On June 3, 2016 Bankruptcy Judge Kevin J. Carey of the Delaware Bankruptcy Court held in the case of In re Intervention Energy Holdings, LLC, 553 B.R. 258 (Bankr. D. Del. 2016) that a provision in an operating agreement of a Delaware limited liability company (the “LLC”) requiring the consent of all members to a bankruptcy filing was void as contrary to federal public policy.  

In this matter, the LLC filed a Chapter 11 case on May 20, 2016, approximately five months after it entered into a forbearance agreement with the lender.  The forbearance agreement mandated that the LLC amend its operating agreement to require the unanimous consent of all members to a bankruptcy filing, and to also issue a single common membership unit (or “golden share”) to the lender, making the lender a member.  The lender did not consent to the filing of bankruptcy, and immediately moved to dismiss the filing on the basis that the bankruptcy was not authorized by the LLC’s operating agreement.  

In his opinion denying the motion, Judge Carey equated the operating agreement provision requiring the consent to a bankruptcy filing by all members, including the lender, to a waiver of a right to file for bankruptcy.  Under well-established case law, a waiver of bankruptcy is unenforceable.  

The Delaware Bankruptcy Court’s decision is the second case decided within sixty days on the issue on whether a court will enforce an operating agreement provision requiring the lender’s consent to the debtor’s filing for bankruptcy.  On April 5, 2016 the Bankruptcy Court for the Northern District of Illinois, in the case of In re Lake Michigan Beach Pottawattamie Resort LLC, 547 B.R. 899 (Bankr.
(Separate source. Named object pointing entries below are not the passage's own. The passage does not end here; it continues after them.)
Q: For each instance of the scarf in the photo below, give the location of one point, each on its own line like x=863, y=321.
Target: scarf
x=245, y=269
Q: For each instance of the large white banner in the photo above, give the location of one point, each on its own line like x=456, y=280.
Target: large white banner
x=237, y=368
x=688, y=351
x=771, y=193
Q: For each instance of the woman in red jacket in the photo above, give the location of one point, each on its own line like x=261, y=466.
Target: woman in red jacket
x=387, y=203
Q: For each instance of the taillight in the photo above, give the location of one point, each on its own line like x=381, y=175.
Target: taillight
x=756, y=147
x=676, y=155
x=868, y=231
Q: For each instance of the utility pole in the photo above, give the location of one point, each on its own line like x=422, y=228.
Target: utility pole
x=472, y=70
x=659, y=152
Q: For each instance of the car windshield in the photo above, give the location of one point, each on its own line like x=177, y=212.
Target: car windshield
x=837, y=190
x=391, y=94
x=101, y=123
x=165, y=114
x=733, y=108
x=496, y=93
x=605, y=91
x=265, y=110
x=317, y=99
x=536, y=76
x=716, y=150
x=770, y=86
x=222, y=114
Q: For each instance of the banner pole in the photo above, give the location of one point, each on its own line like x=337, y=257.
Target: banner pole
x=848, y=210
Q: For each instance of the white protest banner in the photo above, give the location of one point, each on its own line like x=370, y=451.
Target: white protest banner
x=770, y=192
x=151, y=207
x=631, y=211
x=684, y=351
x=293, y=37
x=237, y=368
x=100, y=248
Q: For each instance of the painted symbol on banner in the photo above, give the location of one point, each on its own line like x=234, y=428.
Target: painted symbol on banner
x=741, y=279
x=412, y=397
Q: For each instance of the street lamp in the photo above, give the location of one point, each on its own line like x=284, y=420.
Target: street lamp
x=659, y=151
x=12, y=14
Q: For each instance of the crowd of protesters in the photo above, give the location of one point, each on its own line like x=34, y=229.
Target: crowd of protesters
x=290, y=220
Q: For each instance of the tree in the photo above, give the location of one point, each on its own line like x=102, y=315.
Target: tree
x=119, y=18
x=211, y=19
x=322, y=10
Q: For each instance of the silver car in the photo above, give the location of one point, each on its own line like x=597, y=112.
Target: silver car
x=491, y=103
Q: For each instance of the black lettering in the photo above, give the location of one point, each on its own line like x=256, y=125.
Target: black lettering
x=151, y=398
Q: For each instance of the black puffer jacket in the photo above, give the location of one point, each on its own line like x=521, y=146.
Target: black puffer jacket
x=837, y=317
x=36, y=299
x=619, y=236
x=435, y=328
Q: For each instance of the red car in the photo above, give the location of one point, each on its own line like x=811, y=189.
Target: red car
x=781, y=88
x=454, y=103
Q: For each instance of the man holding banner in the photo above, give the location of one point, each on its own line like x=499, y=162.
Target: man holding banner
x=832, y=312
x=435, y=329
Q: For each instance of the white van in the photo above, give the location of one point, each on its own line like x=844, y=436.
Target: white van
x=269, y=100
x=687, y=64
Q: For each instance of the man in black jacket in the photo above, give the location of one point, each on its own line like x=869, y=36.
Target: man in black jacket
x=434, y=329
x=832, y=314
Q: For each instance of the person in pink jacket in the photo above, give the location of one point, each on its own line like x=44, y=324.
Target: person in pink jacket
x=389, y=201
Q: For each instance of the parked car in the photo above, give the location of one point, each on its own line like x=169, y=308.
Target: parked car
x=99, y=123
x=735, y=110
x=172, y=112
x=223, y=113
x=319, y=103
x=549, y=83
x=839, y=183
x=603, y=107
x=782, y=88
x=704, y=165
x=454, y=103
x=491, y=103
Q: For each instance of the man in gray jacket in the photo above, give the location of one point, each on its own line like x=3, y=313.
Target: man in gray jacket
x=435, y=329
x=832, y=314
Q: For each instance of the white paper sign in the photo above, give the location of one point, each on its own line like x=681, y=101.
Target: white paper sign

N.D. Ill 2016), upheld a debtor’s bankruptcy filing notwithstanding the lender’s failure to consent in its capacity as a “special member” of the debtor.  The Illinois court held that such a provision was contrary to state and federal public policy.  

These recent decisions indicate that a lender’s effort to prevent a borrower’s bankruptcy filing by requiring the borrower to add a blocking director or member that owes a fiduciary duty to the lender, as opposed to the business entity, violates public policy and is unenforceable.  While the decisions dealt with provisions added to operating agreements at a lender’s insistence in connection with a distressed loan workout, the reasoning of these cases could be extended to the terms of a new loan made to a single purpose entity (SPE).  It is common for lenders who lend to a SPE to include in their loan terms a requirement that the SPE add an independent director or member whose vote is necessary for a bankruptcy filing by the SPE borrower.  So long as the independent director or member is not relieved of the fiduciary duty to act in the best interest of the borrower, and has no duty to the lender, such provisions should not be held to run afoul of the public policy discussed by the Delaware and Illinois decisions.